ばしゃばしゃと泥水を跳ね上げながら家の中へと駆け込んだ。
不意の土砂降りに見舞われて、二人揃って濡れ鼠。
髪から服から落ちる滴が足元に水溜まりを作ってる。
散々走って体温は上がっているはずなのに、寒気に襲われ身を震わせた。
―梔子―
窓を叩く雨の音がばたばたと激しさを増している。
扉の隙から覗こうとしたら玄冬に軽く腕を引かれた。
物言いたげな表情に、苦笑しながら向き直る。
「早く着替えた方が良いな」
「そうだね。

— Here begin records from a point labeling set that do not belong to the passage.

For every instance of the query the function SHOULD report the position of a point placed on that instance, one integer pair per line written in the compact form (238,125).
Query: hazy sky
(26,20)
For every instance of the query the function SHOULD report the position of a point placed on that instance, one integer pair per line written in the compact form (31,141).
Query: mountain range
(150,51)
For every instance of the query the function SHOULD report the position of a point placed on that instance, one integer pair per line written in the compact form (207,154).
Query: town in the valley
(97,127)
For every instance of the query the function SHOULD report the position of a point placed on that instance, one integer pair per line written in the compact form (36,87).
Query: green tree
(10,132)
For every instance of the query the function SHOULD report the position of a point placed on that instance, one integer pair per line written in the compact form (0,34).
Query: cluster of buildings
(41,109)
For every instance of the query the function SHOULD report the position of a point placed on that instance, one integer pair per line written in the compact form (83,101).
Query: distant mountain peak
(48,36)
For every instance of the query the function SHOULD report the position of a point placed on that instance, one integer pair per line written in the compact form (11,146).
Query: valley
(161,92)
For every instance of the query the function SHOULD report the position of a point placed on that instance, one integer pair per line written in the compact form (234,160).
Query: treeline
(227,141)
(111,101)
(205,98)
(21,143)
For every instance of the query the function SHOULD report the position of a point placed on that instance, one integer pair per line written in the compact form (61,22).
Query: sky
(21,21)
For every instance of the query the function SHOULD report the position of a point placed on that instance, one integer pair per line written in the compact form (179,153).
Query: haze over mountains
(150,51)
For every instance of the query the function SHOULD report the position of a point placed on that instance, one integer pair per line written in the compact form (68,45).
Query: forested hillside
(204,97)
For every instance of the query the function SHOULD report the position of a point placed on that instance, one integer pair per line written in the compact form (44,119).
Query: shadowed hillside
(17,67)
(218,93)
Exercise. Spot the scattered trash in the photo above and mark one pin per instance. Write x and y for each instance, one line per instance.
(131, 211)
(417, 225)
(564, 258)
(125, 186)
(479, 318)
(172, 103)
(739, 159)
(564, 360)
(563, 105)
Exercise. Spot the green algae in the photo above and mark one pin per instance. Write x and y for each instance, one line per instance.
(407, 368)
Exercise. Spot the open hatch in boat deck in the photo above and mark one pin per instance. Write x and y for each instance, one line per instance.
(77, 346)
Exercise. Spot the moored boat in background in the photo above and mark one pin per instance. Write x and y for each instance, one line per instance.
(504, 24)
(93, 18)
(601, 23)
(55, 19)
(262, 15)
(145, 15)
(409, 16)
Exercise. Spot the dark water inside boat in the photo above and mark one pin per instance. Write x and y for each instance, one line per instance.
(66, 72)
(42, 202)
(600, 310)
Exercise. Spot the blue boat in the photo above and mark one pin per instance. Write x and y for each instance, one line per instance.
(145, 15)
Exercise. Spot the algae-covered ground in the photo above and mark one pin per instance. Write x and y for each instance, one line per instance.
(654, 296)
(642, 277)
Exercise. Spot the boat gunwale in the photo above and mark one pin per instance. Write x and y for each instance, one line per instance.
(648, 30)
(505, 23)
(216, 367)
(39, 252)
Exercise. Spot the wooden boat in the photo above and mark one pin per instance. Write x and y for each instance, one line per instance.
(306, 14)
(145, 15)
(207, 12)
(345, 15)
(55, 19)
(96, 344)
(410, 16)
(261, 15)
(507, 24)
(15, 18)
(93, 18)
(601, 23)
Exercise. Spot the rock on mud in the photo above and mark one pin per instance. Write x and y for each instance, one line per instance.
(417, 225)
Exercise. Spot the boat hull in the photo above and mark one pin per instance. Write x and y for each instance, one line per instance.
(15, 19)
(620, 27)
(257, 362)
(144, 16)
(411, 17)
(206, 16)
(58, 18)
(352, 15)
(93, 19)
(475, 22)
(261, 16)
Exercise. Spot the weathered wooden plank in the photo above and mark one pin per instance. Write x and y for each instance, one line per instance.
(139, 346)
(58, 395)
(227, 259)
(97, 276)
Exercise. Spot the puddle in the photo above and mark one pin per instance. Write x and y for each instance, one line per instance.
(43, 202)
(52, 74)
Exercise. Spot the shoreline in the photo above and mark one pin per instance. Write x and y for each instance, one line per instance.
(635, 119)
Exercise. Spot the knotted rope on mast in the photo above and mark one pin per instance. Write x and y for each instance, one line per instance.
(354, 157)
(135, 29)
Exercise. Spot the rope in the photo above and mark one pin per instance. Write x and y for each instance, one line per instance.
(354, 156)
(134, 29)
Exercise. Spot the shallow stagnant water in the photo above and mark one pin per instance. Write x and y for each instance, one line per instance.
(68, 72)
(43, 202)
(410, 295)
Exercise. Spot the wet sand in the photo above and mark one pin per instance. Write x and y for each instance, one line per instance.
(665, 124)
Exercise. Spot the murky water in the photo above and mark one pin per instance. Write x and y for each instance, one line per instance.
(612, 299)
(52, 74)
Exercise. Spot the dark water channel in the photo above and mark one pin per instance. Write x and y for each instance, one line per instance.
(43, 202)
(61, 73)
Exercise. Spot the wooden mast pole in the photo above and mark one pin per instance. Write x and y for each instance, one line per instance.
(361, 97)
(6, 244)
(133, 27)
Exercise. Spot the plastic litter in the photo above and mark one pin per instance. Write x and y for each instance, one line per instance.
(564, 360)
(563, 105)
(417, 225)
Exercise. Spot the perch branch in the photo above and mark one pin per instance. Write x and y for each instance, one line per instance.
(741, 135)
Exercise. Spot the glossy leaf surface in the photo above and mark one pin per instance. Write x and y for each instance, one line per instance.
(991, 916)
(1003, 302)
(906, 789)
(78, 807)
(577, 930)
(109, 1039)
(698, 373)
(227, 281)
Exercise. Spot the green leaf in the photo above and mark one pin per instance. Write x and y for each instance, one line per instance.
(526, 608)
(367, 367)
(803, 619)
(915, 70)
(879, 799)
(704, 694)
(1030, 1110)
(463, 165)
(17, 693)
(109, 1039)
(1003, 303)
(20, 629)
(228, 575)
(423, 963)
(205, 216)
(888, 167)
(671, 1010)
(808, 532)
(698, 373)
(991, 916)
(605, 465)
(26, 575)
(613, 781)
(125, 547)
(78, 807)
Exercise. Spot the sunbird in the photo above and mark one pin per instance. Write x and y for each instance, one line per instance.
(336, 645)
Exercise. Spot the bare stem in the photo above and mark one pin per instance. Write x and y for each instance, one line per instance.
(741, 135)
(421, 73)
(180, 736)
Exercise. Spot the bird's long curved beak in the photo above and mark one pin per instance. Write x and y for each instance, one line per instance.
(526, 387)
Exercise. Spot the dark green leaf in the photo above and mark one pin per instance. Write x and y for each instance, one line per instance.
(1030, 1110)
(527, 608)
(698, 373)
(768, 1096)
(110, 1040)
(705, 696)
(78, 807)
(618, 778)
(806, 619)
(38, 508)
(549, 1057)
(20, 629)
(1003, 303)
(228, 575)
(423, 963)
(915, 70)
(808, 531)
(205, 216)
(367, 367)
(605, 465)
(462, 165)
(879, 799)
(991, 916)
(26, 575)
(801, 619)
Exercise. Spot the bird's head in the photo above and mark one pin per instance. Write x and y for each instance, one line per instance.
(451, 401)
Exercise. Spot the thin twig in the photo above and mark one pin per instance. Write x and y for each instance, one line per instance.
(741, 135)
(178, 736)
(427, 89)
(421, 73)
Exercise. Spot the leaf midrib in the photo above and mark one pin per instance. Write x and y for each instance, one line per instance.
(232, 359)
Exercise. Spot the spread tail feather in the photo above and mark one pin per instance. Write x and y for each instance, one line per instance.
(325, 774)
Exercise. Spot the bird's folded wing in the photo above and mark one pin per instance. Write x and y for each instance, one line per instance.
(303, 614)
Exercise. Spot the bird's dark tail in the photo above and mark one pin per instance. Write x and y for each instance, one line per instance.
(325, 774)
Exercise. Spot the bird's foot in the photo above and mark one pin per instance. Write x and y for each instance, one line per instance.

風邪引きそう」
悪寒にふるりと身を震わせて、水の滴る髪を摘んだ。
衣服はたっぷり水を含んで、絞れそうなくらいに重い。
一歩足を踏み出す度に靴の中から水が溢れた。
「少し早いが、風呂も入るか」
唐突に、とは言っても話の流れからすれば何ら不自然な点はないのだけれど。
それでも玄冬の口から零れた言葉は思考回路を上滑る。
え? と発した小さな声は気付かれることはなかったようで。
手間も省けて丁度良い。
さっさと済ませることにしよう。
言うが早いか手を取られ、浴室の方へと引っ張られた。
咄嗟に足を踏ん張ったけど、ずるりずるりと引き摺られて。
「ちょっ……待って、玄冬……!」
慌てて発した待ったの声に、不思議そうな顔が振り返る。
一応足は止まったけれど、掴まれた腕はそのままだ。
ああどうしよう逃げられない……!
「花白?」
訝しむように名を呼ばれ、必死に言い訳を考えた。
どうしたんだと問う声を聞き、急かされたみたいに焦りが募る。
引き攣る笑顔と上擦った声で慌てて言葉を吐き出した。
「玄冬が先に入ってよ、僕は後で入るから!」
「何を言ってる。風邪を引きたいのか?」
ずぶ濡れで、冷え切って。
このままじゃ本当に身体を壊す。
案じる声音で告げられて、僅かにたじろぎ下を向く。
風邪を引きたい訳じゃないけど、でも、このままじゃ……。
どうしようどうしようと渦巻く思考、腕を引かれて息を呑む。
「っ、……玄冬っ! やだってば……!」
「駄々を捏ねるな。そら、早く脱げ!」
ひとつふたつと釦を外され、ざっと血の気が退いてゆく。
じたじたと抵抗したけれど、力の差は歴然で。
「や、だ……放して……っ!」
不意に、玄冬の手が止まる。
釦の外された胸元は、大きく開き肌蹴ていて。
それが何を意味しているのか、気付いて顔が赤くなる。
慌てて襟を掻き合わせたけれど、きっと見られてしまったんだろう。
信じられないとでも言いたげな顔で、呆然と僕の名前を紡ぐ。
「……はな、しろ……」
呼ばれて、びくりと身体が跳ねた。
何も言えずに俯いて、顔を上げることが出来ない。
躊躇いがちに伸ばされた手が、とん、と軽く肩を押す。
よろけるように踏み込んだのは、浴室の扉の向こう側。
振り向いた先で扉は閉ざされ、その板越しに声がした。
「……ちゃんと、温まるんだぞ」
隠し切れない動揺の滲む、けれど優しい優しい声。
咄嗟に扉に手を掛けたけど、開けることは、出来なかった。